9. Füge diesen data.frame dem Analysedatensatz (ess8.CH) hinzu. Achtung!: Wir können nur Spalten miteinander verbinden, die die gleiche Länge haben, sprich die gleiche Anzahl an Merkmalsträger. Hier können möglicherweise Fehler enstehen wenn:
1. Nicht alle NAs aus dem Datensatz entfernt wurden.
2. Du für dein lm()-Befehl ein data.frame verwendest hat, das weniger Variablen hat als das data.frame im cbind()-Befehl (Also wenn du im lm()-Befehl ess8.CH gebraucht hättest und im cbind() jetzt die dfbetas davon mit dem ess8 verbinden möchtest).

10. Eliminiere jetzt aus diesem erweiterten Datensatz alle Merkmalsträger, deren “dfbetas” kritische Werte aufweisen.

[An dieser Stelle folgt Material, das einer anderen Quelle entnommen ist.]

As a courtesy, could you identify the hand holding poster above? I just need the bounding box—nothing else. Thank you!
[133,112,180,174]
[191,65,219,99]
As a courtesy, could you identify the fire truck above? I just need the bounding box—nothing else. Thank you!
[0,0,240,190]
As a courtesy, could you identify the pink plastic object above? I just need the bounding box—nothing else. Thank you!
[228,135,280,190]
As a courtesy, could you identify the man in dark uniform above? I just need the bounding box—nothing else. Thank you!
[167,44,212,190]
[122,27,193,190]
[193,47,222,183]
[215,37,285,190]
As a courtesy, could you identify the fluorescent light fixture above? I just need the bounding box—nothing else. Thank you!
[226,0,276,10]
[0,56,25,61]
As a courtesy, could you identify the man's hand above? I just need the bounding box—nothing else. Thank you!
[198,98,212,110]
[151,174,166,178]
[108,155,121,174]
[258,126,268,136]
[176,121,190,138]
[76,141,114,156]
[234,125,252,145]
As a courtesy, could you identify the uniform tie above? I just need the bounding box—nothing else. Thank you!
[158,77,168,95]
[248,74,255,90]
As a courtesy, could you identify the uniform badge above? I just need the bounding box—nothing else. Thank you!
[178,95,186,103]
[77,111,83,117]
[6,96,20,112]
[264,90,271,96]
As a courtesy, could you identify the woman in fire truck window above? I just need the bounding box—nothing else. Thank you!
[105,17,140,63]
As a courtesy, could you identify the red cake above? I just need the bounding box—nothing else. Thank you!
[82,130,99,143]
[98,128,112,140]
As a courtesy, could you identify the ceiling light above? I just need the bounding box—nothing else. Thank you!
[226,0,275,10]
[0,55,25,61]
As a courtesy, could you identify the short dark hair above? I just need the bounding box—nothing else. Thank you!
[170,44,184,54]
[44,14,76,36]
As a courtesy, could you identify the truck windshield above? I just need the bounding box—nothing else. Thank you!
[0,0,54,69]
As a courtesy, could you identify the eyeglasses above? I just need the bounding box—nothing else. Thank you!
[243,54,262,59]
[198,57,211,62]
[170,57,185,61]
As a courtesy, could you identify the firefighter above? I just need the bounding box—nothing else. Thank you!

Benenne diesen neuen Datensatz “ess8.noOut.” Hinweis: Denk daran wir entfernen dfbetas mit zu kleinen und zu grossen Werten. Sprich alles was nicht im Bereich [-Grenzwert;Grenzwert] liegt, ist ein Ausreisser.

11. Nachdem du so alle kritischen Werte entfernt hast, berechne ein neues Regressionsmodell. Benenne es “model_noOut”.

12. Vergleiche nun die Modelle mit und ohne Ausreisser. Verzerren die Ausreisser das Ergebnis substantiell?

13. Bilde auf deiner Heatmap die Regressionsgerdade mit und ohne Ausreisser ab.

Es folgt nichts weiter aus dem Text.